Aston Eyre Hall is an unfortified stone manor house at Aston Eyre near Bridgnorth in the English county of Shropshire, United Kingdom. It is a Grade II* listed building.

== History ==

Aston Eyre Hall was built in the mid-14th century, probably for Alan de Charlton, who acquired the estate by marriage to Margery FitzAer and died in 1349.

It consists of a hall range, with a service wing to the south-west and a parlour cross-wing to the north, and a detached gatehouse to the east, across what would have been an unusually large entrance court. The gatehouse has been incorporated into a farmhouse, but tree-ring dendrochronology dating of the surviving timber floors have suggested a felling date of 1341–52. A large timber-framed barn enclosing the courtyard on the north has been similarly dated to 1613.
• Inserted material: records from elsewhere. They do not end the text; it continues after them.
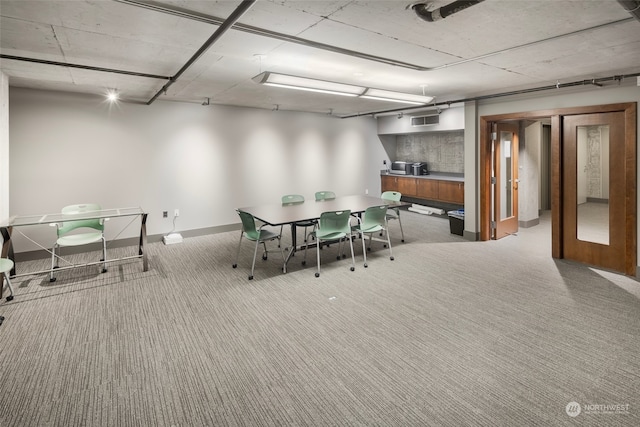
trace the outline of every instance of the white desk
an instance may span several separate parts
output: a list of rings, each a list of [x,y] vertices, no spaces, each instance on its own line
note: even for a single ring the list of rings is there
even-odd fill
[[[131,259],[131,258],[141,258],[143,271],[148,271],[149,262],[147,259],[147,254],[144,251],[144,246],[147,243],[147,213],[144,212],[142,208],[135,207],[135,208],[102,209],[99,211],[82,212],[82,213],[71,214],[71,215],[62,214],[58,212],[58,213],[52,213],[52,214],[13,216],[9,218],[8,221],[0,224],[0,233],[2,233],[2,238],[4,239],[4,242],[2,244],[2,257],[9,258],[14,261],[14,267],[13,267],[13,270],[11,270],[9,277],[14,278],[19,276],[28,276],[33,274],[51,272],[51,269],[48,269],[43,271],[16,274],[13,242],[11,241],[11,233],[13,232],[14,227],[48,225],[48,224],[54,224],[58,222],[75,221],[80,219],[106,219],[106,218],[118,218],[118,217],[133,217],[133,216],[140,217],[140,240],[138,243],[138,255],[131,256],[131,257],[124,257],[124,258],[117,258],[117,259],[109,259],[107,261],[112,262],[112,261],[120,261],[120,260]],[[100,261],[99,263],[102,264],[102,261]],[[68,267],[60,267],[58,269],[75,268],[75,267],[81,267],[81,266],[86,266],[91,264],[97,264],[97,263],[87,263],[87,264],[79,264],[79,265],[74,264]],[[0,286],[0,298],[2,298],[1,286]]]
[[[394,202],[371,196],[343,196],[328,200],[307,200],[301,203],[270,204],[239,208],[243,212],[250,213],[254,218],[259,219],[265,225],[280,226],[291,225],[292,247],[285,257],[283,272],[287,272],[287,263],[291,256],[297,251],[296,222],[312,221],[320,218],[323,212],[350,210],[352,214],[361,214],[367,208],[373,206],[387,205],[388,207],[407,206],[406,202]]]

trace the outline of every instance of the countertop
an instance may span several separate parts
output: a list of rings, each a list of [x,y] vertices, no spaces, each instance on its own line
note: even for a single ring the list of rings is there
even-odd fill
[[[380,175],[396,176],[401,178],[405,177],[405,178],[417,178],[417,179],[436,179],[439,181],[464,182],[463,173],[452,173],[452,172],[429,172],[429,175],[400,175],[395,173],[388,173],[386,170],[381,170]]]

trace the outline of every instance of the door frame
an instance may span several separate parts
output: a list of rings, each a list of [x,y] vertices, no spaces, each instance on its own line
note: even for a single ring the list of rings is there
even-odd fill
[[[480,127],[480,240],[491,238],[491,124],[505,120],[536,120],[551,118],[551,256],[564,258],[563,253],[563,183],[562,183],[562,118],[575,114],[624,112],[625,121],[625,233],[632,238],[625,245],[625,273],[636,274],[637,214],[636,214],[636,118],[635,102],[557,108],[521,113],[481,116]]]

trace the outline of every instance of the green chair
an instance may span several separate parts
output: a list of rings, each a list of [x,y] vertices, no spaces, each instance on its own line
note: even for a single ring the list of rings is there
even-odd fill
[[[9,292],[11,292],[11,295],[7,296],[7,301],[11,301],[13,299],[13,287],[11,286],[11,280],[9,280],[11,270],[13,270],[13,261],[11,261],[9,258],[0,258],[0,274],[2,274],[7,280],[7,285],[9,285]],[[4,286],[4,281],[0,282],[0,289],[2,288],[2,286]]]
[[[389,200],[391,202],[399,202],[402,198],[402,194],[397,191],[385,191],[380,196],[382,200]],[[387,221],[390,220],[398,220],[398,224],[400,224],[400,234],[402,234],[402,242],[404,243],[404,231],[402,230],[402,220],[400,219],[400,209],[399,208],[389,208],[387,209]],[[382,233],[380,234],[382,236]]]
[[[336,198],[336,193],[333,191],[317,191],[316,192],[316,202],[321,200],[333,200]]]
[[[280,238],[282,237],[282,233],[276,234],[269,230],[263,230],[262,227],[260,229],[256,228],[256,220],[253,215],[248,212],[243,212],[241,210],[237,210],[238,215],[240,216],[240,220],[242,221],[242,231],[240,232],[240,243],[238,244],[238,255],[236,256],[236,262],[233,264],[233,268],[238,266],[238,259],[240,259],[240,247],[242,246],[242,238],[244,237],[247,240],[252,242],[256,242],[255,249],[253,250],[253,262],[251,263],[251,275],[249,276],[249,280],[253,280],[253,271],[256,266],[256,256],[258,254],[258,246],[262,243],[264,247],[264,252],[262,254],[262,259],[267,259],[267,244],[271,240],[278,240],[278,247],[280,246]],[[284,265],[284,252],[282,248],[280,248],[280,253],[282,254],[282,261]],[[284,267],[283,267],[284,269]]]
[[[349,222],[351,218],[351,211],[329,211],[323,212],[320,214],[320,220],[318,221],[318,226],[309,233],[309,236],[312,236],[316,239],[316,253],[317,253],[317,263],[318,263],[318,271],[316,272],[316,277],[320,277],[320,243],[323,241],[333,241],[340,240],[340,246],[338,249],[338,257],[337,259],[342,259],[342,241],[344,239],[349,240],[349,246],[351,247],[351,271],[356,269],[356,261],[353,255],[353,242],[351,240],[351,224]],[[307,263],[307,246],[304,248],[304,261],[302,261],[302,265]]]
[[[80,205],[69,205],[62,208],[63,215],[77,215],[100,211],[102,208],[95,203],[85,203]],[[56,255],[56,249],[63,246],[84,246],[91,243],[102,242],[102,272],[107,271],[107,240],[104,237],[104,220],[103,219],[78,219],[72,221],[63,221],[59,224],[52,224],[56,227],[58,239],[51,250],[51,276],[49,281],[55,282],[53,276],[54,269],[58,268],[60,256]],[[76,232],[83,231],[82,233]],[[88,231],[91,230],[91,231]],[[72,233],[73,232],[73,233]]]
[[[364,211],[362,219],[358,218],[358,225],[351,227],[351,230],[358,233],[362,237],[362,253],[364,255],[364,267],[367,268],[367,251],[371,250],[371,241],[373,233],[385,232],[387,235],[387,245],[389,245],[389,259],[393,261],[393,253],[391,252],[391,240],[387,232],[387,205],[372,206]],[[365,249],[364,234],[369,235],[369,246]],[[386,246],[386,245],[385,245]]]
[[[282,206],[299,205],[304,203],[304,196],[300,194],[287,194],[282,196]],[[304,241],[307,241],[307,228],[316,225],[315,221],[298,221],[293,224],[295,227],[304,227]],[[294,228],[295,229],[295,228]],[[280,234],[282,234],[282,226],[280,226]]]

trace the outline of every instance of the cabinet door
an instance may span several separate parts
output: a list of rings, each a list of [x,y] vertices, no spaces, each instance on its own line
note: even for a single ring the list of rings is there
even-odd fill
[[[398,191],[398,182],[396,181],[396,177],[383,175],[380,177],[380,180],[380,188],[383,193],[385,191]]]
[[[438,198],[443,202],[464,205],[464,182],[438,181]]]
[[[438,181],[418,179],[417,196],[420,199],[438,200]]]
[[[402,193],[403,196],[416,196],[416,181],[415,178],[404,178],[398,177],[398,191]]]

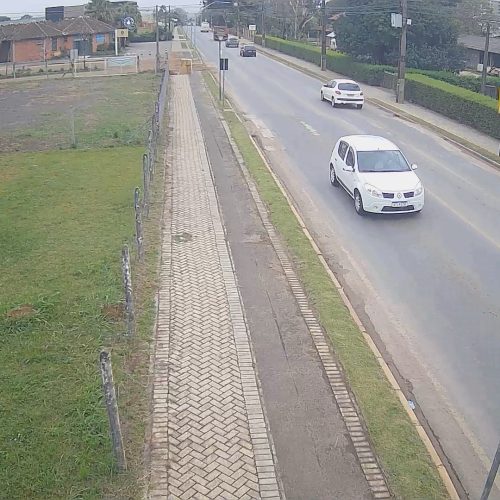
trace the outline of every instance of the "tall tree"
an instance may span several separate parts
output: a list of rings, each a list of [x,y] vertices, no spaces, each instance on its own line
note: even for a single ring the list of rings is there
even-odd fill
[[[85,9],[90,16],[105,23],[113,22],[113,9],[109,0],[91,0]]]
[[[391,27],[387,0],[334,0],[334,10],[345,15],[335,21],[338,48],[361,60],[396,65],[400,29]],[[458,46],[455,5],[448,0],[411,2],[408,17],[407,63],[423,69],[457,70],[463,67]]]

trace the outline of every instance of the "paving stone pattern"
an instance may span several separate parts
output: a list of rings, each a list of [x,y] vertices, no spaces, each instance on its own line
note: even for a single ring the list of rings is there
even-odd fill
[[[171,78],[172,191],[162,245],[149,498],[280,498],[188,78]]]

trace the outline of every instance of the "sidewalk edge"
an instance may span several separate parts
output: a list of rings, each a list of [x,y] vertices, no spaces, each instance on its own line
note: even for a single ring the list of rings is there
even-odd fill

The hall dais was originally lit from a large window bay, which has been demolished although traces remain. There must have been a central hearth in the hall. Both the parlour wing and the south range had heated upper chambers. The narrow extension of the south range has several slit windows for storerooms, and excavations have revealed the footings of an equally narrow west range, no doubt also used for storage.

==Popular culture==
The manor was the subject of a season 5 episode of the Channel 4 series Time Team. Filmed between 27 and 29 June 1997, the team attempted to uncover and decode the history and development of the site.